Choose the control strategy. Shared control uses one concurrent control arm for every biomarker subgroup; this can reduce the number of control patients, but the treatment comparisons become correlated. Substudy-specific control gives each biomarker subgroup its own control arm; use it when the control mean or rate, prognosis, or standard of care differs by subgroup.
The two strategies carry through to the analysis. A shared-control trial is fit as one model and each arm is compared to the common control; a substudy-specific trial is fit as a separate model per stratum (drug vs its own control). Either way, adjust for the many drug-vs-control comparisons. Dunnett correction is available only for shared-control designs; substudy-specific designs use Bonferroni, Holm, or no correction.
Endpoints
The platform supports continuous endpoints (e.g., blood pressure, FEV1) and binary endpoints (e.g., response/no-response, cure/no-cure). The endpoint type determines which statistical test and effect size measure are used for the power calculation.
Power Basics
Drag the sliders to see how alpha, effect size, and sample size shape statistical power.

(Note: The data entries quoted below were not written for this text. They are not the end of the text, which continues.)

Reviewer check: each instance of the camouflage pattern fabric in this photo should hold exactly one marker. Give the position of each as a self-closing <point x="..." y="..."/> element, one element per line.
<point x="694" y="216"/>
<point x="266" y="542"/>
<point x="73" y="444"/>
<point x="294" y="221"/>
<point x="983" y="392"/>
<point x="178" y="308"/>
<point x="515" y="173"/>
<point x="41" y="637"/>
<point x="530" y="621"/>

Statistical power is the probability of detecting a real treatment effect if one exists. A power of 0.80 means an 80 % chance of finding a significant result when the treatment truly works. Higher power requires more patients. The significance level (α) controls the false-positive rate - typically set at 0.05.
Methods
Analytic methods use formulas for the selected endpoint and design. Simulation methods estimate power by repeatedly drawing virtual trials; use simulation when the calculator offers it and the assumptions sit outside a standard formula. For umbrella trials, this tool uses analytic calculations for both shared and substudy-specific controls. Shared-control calculations account for correlation among comparisons; substudy-specific calculations use separate treatment-control pairs.
Hypothesis Testing
Toggle between hypothesis types to see how rejection regions and power change.
Superiority tests whether the treatment is better than the control. Non-inferiority tests whether the treatment is no worse than the control by more than a specified margin. Equivalence tests whether the treatment and control are within a margin of each other. The choice affects sample size and how results are interpreted.